Manchmal erfährt man beim Lesen diverser Bücher so ein Glücksgefühl, dass man nicht in Schaumburg-Lippe, Bielefeld oder Werther/Westfalen leben muss. So wie Jürgen Buchmann, Philosoph und Schriftsteller, der seinen Ruhestand dazu nutzt, auch seine selbstgewählte Heimat ein wenig auf die literarische Schippe zu nehmen. Und den Leser gleich mit. Denn das Spiel mit literarischen Stilen macht ihm Spaß.

Er kennt seine Pappenheimer und seine schreibenden Professorenkollegen. Er kennt die idealtypischen deutschen Preisträgerbücher und deren Konstruktionsmechanismen. Die zum Beispiel so lauten: Man nehme einen etwas überreifen Junggesellen, der noch in einem Alter die Vollversorgung bei Mama zu Hause genießt, in dem andere Leute schon ihre Enkel bekommen.
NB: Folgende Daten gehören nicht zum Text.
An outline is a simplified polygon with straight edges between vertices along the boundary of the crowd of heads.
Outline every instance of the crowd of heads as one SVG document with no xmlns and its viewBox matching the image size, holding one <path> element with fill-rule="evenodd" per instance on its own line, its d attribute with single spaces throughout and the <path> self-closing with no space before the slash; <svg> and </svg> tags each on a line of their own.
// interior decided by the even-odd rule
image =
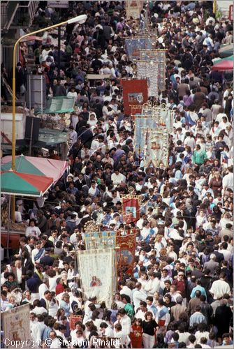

Man nehme eine bärbeißige unnahbare Dame jüngeren Datums, die durch Detmold spaziert, als wäre sie die Prinzessin von Theben. Man könnte ja eine Obsession entwickeln. Und auf sehr verklemmte Art tut es Dr. Helmut Timmermanns, Leiter des Museums für das Fürstentum Detmold, in diesem Buch auch. Es könnte also eine dieser grausamen Geschichten einer Obsession werden, die den Leser in die Abgründe des Unaussprechlichen führen.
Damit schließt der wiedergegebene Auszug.